Page 1 of 1

Can the GW run be restart from where it stops?

Posted: Sun Aug 15, 2021 8:48 am
by SKM
Hi
i am doing a GW Band run for a semiconductor material.
it taking long time and i think the wall time given would not be sufficient, in such case can restart the run from where it stops after the wall time elapsed?

Also, its not allowing to use NPAR tag. [as i thought i can speed-up the run if i add this tag]

Regards

Re: Can the GW run be restart from where it stops?

Posted: Mon Aug 16, 2021 1:18 am
by marie-therese.huebsch
Dear SKM,

Let me investigate which tags you can use to speed up your calculation.

For now, you might try checkpointing tools. Perhaps MPI-agnostic network-agnostic (MANA) transparent checkpointing can help you to safely stop and restart your GW calculation.
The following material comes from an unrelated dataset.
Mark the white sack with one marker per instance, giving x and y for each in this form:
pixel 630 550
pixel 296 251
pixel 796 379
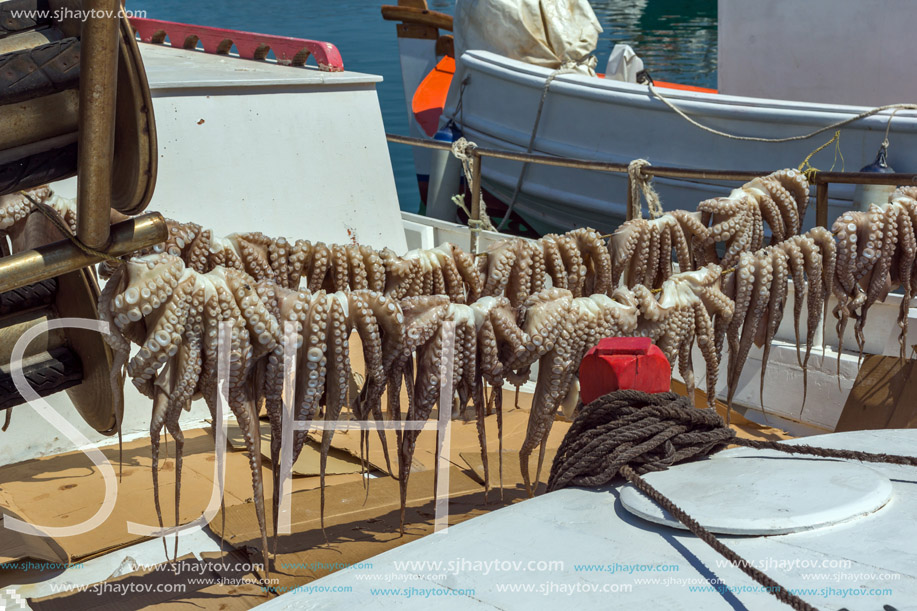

It is implemented as a plugin in DMTCP: Distributed MultiThreaded CheckPointing.

Please consider sharing your experience here afterward!

Best regards,
Marie-Therese

Re: Can the GW run be restart from where it stops?

Posted: Mon Aug 16, 2021 1:49 am
by SKM
Thanks Marie, for quick reply. Will check the DMTCP link and ask our Tech Admin, if its implemented in our supercomputer systems.

1. I just finished the GW0 run. After i sent the query in the forum, i have tested with KPAR= Number of nodes and KPAR=Number of cores in each node. These are two runs i tested and checked the duration of time taken for one NQ step. the observations are as below for my system with 3 types of elements and total 12 atoms. (3 elements each). Semiconductor. The resources: CPUs=288, each node = 48 cores, so 6 Nodes used.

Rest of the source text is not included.